UU MD3, Pasal 371 ayat (2), sangat konkret, tidak multi tafsir, tidak debatable, yaitu, meminta keterangan kepada Bupati Nina mengenai kebijakan pemerintahannya, dalam hal ini, tata kelola pemerintahan dan tata kelola BUMD (PDAM) yang dianggap banyak menabrak peraturan perundang-undangan.

Dalam PP No. 12 Tahun 2018, pasal 72 ayat (2): Dalam hal Bupati berhalangan hadir untuk memberikan penjelasan sebagaimana dimaksud pada ayat (1) huruf a, Bupati menugaskan pejabat terkait untuk mewakili.

Dalam hal ini, Setda memang hanya berhak mewakli Bupati atas penugasannya, tetapi penjelasan yang disampaikan Setda itu harus merupakan penjelasan Bupati Nina, bukan penjelasan Setda atas pertanyaan Dewan.  Seharusnya, pimpinan sidang paripurna menjelaskan soal tersebut di awal pembukaan atau dalam pengantar sidang paripurna Hak Interpelasi Dewan, sehingga Setda tahu diri dan anggota Dewan juga tahu diri, karena paham dengan aturan, bukan Setda menjelaskannya lantas anggota Dewan pun malah pertanya pula. Belenggu tafsir itu akhirnya menjadi dilema bagi Dewan itu sendiri. Tafsirnya merupakan senjata makan tuan. Ternyata, ambiguitas Dewan tidak berhenti pada titik itu saja.

 

Ambigu Dewan

Dewan yang berada dalam gedung paripurna Hak Interpelasi maupun anggota Dewan yang memberikan pernyataan publik yang dilansir banyak media massa, mengatakan, bahwa Hak Interpelasi Dewan itu bermaksud atau bertujuan untuk perbaikan tata kelola pemerintahan atau untuk perbaikan kinerja Bupati, yang berpijak pada:

Tatib DPRD No. 1 Tahun 20220 tentang Tatib DPRD Indramayu), pasal 73 ayat (4): Pandangan DPRD sebagaimana dimaksud pada ayat (3), dijadikan bahan untuk DPRD dalam pelaksanaan fungsi pengawasandan untuk Bupati dikadikan bahan dalam penetepan pelaksaan kebijakan.

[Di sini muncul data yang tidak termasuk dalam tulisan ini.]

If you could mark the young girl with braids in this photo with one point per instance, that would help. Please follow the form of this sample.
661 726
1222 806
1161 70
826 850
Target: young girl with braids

Pasal tersebut lantas dimaknai bahwa Hak Interpelasi adalah untuk menghasilkan rekomendasi Dewan kepada Bupati untuk melakukan perbaikan dalam tata kelola pemerintahan, sehingga tidak menjadi keharusan berlanjut ke Hak Angket, sekalipun telah nyata-nyata kebijakan Bupati yang penting dan strategis serta berdampak luas pada kehidupan masyarakat menabrak, melanggar dan atau melakukan pembangkangan (ketidakpatuhan) terhadap peraturan perundang-undangan.

Tatib Dewan pasal 73 ayat (4) tersebut telah memisahkan diri dari hirarki peraturan perndang-undangan yang ada, yaitu, UU No. 17 Tahun 2014 tentang MD3, PP No. PP No. 12 Tahun 2018, dan UU No. 23 Tahun 2014 tentang Pemerintahan Daerah, pasal 159 mengenai Hak Interpelasi, dan pasal 167 mengenai pelaksanaan Hak Interpelasi.

Pandangan dan atau pendapat Dewan seperti itu, menunjukkan sikap dan tindakan ambiguitas atas pemaknaan pasal trilogy itu, yaitu, Hak Interpelasi, Hak Angket, dan Hak Menyatakan Pendapat, yang berakhir dengan “Pemakzulan”.

Hak Intrepelasi yang merupakan trilogi  dengan saudara kembarnya adalah Hak Angket dan Hak Menyatakan Pendapat adalah merupakan kekhususan, bukan untuk sekedar latah atau sekedar “tiktokkan” di panggung politik.

Trilogi pasal kausalitas tersebut, dipakai atau menjadi keharusan dan atau keniscayaan Dewan dalam mengemban amanat rakyat dan atau mengemban tanggungjawab negara, dimana kedaulatan berada di tangan rakyat.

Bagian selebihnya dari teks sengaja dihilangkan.